I want to tell the doctor that we should do the test at 11:00 at night, because that's when all the baby action kicks into high gear. I swear that she is going to be born with an addiction to" So you think you can dance ". she jumps and kicks like crazy every time we watch that show. she either loves it or hates it!
It has been awhile since we had any 4D ultrasounds done, and I am itching to see how my baby has grown and changed. My doctor said we'd probably have one or two more. I wonder every day what she looks like, and I'm really getting the strong urge to see her and hold her ! We can't wait!

Tuesday, May 25, 2010

Week 29

Really starting to feel the strain this week and looking forward to slowing down next week. I’ve been suffering from quite a bit of heartburn and my hips and legs are starting to ache when I walk.
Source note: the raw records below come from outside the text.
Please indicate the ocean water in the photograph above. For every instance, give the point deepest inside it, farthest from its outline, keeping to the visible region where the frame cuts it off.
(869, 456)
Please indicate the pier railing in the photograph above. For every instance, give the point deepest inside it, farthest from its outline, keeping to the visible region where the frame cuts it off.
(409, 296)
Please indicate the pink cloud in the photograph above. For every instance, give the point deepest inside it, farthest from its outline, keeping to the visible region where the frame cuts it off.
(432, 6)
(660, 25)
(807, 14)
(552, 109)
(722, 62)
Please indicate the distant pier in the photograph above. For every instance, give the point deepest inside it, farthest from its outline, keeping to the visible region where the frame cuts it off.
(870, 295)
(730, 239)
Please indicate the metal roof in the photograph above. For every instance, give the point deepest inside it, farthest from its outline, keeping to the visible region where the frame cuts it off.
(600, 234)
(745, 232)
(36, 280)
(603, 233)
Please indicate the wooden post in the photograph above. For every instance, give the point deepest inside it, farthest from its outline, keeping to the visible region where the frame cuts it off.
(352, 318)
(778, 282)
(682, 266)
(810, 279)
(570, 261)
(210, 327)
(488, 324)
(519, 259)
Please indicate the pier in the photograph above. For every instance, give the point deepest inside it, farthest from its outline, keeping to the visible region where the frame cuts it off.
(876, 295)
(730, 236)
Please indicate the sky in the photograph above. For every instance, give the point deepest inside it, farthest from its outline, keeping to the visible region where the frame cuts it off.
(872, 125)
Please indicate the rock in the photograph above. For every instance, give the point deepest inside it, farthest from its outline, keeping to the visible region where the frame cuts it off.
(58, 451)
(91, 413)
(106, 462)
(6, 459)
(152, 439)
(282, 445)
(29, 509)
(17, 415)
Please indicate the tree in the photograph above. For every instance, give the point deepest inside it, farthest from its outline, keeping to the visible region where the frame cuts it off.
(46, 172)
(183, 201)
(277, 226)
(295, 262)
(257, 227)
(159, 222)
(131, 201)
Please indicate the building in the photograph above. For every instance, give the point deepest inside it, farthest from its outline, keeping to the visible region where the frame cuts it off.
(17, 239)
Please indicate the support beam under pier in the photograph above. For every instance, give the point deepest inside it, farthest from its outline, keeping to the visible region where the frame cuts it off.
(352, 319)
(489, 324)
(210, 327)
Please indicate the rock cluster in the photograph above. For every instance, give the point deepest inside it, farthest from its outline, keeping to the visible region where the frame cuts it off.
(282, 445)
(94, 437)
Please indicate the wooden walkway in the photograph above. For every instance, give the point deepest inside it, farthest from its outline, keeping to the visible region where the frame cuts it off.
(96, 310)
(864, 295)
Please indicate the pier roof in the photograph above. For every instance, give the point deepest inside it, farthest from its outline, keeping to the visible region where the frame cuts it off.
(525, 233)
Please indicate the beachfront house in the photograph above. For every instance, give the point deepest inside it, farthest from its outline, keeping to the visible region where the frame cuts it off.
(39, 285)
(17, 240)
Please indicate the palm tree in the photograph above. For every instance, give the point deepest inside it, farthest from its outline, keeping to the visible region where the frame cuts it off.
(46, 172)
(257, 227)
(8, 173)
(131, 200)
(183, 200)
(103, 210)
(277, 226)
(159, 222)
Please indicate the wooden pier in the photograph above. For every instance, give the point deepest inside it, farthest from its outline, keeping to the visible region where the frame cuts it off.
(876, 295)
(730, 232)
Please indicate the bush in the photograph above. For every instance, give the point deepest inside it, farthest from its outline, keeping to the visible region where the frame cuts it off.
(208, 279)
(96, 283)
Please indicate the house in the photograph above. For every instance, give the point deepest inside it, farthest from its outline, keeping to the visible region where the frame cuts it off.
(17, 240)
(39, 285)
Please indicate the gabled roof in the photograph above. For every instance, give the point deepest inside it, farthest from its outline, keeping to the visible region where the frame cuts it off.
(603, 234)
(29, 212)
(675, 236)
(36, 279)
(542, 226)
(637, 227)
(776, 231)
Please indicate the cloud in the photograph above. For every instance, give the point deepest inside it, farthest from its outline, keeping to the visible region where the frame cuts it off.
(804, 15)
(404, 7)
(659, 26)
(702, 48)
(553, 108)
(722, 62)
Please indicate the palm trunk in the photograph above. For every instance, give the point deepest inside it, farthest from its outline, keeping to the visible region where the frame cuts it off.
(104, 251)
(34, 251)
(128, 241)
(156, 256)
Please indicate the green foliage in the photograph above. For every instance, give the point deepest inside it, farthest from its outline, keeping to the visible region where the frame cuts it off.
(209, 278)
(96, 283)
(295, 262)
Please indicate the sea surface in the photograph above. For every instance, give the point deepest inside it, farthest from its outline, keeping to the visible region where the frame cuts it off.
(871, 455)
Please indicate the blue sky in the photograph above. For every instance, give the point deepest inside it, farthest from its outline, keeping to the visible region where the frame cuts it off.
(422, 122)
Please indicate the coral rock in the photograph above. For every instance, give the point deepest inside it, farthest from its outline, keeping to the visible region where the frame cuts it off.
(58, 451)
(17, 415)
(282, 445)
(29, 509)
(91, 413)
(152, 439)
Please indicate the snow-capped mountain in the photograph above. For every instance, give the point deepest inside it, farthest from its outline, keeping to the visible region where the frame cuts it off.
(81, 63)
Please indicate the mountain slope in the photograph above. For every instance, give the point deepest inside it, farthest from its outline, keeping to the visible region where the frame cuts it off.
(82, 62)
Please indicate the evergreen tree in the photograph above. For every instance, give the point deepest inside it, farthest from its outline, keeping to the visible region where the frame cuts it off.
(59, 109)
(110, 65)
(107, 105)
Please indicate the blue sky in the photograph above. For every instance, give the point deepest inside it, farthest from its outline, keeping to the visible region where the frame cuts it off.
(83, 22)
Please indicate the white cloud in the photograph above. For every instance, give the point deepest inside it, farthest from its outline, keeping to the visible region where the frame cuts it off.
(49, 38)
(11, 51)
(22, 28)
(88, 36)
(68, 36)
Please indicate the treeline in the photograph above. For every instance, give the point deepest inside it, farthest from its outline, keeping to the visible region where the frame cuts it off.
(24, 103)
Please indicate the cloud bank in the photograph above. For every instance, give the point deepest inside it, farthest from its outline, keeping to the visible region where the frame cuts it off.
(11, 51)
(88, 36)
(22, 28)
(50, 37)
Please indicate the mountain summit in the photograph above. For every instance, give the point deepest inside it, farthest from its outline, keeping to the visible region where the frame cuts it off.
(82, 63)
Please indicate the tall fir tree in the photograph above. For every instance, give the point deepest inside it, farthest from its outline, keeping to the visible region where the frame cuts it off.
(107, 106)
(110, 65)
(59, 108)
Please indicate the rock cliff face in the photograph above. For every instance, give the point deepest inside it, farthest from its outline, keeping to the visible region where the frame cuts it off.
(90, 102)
My sleep pattern has been quite disrupted - my baby seems to like waking up at 4am and giving me a good kick or three! Going baby Souvernir Gift shopping this weekend and really looking forward to it.

Tuesday, May 18, 2010

First week in the final Trimester


I officially entered the third trimester, when my baby's main job will be to bulk up as she already started.
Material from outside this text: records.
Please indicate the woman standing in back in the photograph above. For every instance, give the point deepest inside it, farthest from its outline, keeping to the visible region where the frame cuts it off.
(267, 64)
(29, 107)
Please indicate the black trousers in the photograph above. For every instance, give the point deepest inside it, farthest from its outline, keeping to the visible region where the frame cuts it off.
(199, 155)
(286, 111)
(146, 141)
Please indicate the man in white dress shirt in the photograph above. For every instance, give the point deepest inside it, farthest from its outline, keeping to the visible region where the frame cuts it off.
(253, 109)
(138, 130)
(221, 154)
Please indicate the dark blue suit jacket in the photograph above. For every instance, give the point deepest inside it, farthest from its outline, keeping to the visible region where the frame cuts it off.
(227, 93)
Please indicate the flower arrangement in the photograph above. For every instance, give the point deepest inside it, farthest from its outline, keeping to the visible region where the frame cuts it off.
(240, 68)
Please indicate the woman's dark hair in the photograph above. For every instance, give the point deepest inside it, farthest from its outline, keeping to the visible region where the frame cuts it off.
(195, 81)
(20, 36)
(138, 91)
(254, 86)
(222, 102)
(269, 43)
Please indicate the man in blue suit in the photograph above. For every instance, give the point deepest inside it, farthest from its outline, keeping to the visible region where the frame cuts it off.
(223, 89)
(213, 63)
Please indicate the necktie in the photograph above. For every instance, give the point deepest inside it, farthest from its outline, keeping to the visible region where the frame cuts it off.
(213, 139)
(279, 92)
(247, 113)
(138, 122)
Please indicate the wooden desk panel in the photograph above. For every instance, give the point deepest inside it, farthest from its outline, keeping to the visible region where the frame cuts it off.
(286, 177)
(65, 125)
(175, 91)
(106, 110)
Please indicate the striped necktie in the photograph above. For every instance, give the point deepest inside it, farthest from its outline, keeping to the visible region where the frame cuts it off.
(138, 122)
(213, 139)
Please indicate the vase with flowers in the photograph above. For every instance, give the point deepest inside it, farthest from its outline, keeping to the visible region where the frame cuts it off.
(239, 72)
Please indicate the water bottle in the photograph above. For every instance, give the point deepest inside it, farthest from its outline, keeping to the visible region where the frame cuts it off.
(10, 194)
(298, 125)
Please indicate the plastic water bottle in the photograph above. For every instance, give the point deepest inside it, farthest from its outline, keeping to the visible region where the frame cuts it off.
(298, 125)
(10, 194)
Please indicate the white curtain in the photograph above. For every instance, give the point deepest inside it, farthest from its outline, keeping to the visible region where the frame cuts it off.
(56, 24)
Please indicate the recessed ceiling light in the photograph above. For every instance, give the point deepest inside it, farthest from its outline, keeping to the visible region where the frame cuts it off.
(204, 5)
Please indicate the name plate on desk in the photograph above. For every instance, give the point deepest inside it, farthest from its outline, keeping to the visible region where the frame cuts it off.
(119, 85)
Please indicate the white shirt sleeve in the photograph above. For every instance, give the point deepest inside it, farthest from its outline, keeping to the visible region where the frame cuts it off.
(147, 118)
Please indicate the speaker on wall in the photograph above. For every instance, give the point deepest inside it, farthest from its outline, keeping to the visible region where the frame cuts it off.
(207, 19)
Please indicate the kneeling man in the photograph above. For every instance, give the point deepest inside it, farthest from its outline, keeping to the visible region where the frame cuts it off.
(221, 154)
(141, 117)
At our last visit to the midwife , you weighed about 1.275g and measured 37-39 cm . I can tell you are getting a big head as I keep feeling it on my left side stealing the comfortableness away , but it is okay as long as you like being there .

Tuesday, May 4, 2010

Belly - Week 26







Not all sunshine and rainbows

One thing I haven’t really talked about during this pregnancy is my fears. I have them. A lot of them. As cool as it is to feel baby kicks , the fact is in 13 weeks or so, there’s going to be a real life infant here who will rely on us for survival.
I’m not afraid of keeping her alive, but I’m afraid I’m going to do it wrong. I watch my friends who are mothers and think, “How does she know to do that? How does she know that’s what her baby needs?”
I’m good with kids, love them, actually. But will I be able to tell the difference between a cry for food, a cry because she’s tired or a cry just because she wants to be held? What do I do when she gets a fever, won’t eat or doesn’t poop for days?
I know every new mother goes through this, but as the weeks tick on, I start to worry about this stuff more and more. Last night I had a dream that the first time I decided to try and breastfeed was 3 months into her life. she was huge and I just couldn’t get it to work. I kept jabbing her in the eye with my nipple and one point, her face puffed out like a marshmallow and milk started dribbling out the sides of her mouth and it was only when she spit up in my face that I realized I had essentially squeezed a water balloon worth of breast milk into her mouth all at once and she was choking on it.
I was so upset in the dream that I didn’t even think that I should stop and notice that hey, you’re looking at your baby. All I could see was this little face that I was drowning IN MY BREAST MILK and I felt horrible.
I’m hoping that some natural instincts will kick in and I’ll surprise myself and in the meantime, I’m hoping these dreams don’t get more persistent.
And I really hope I don’t drown my baby in my breast milk.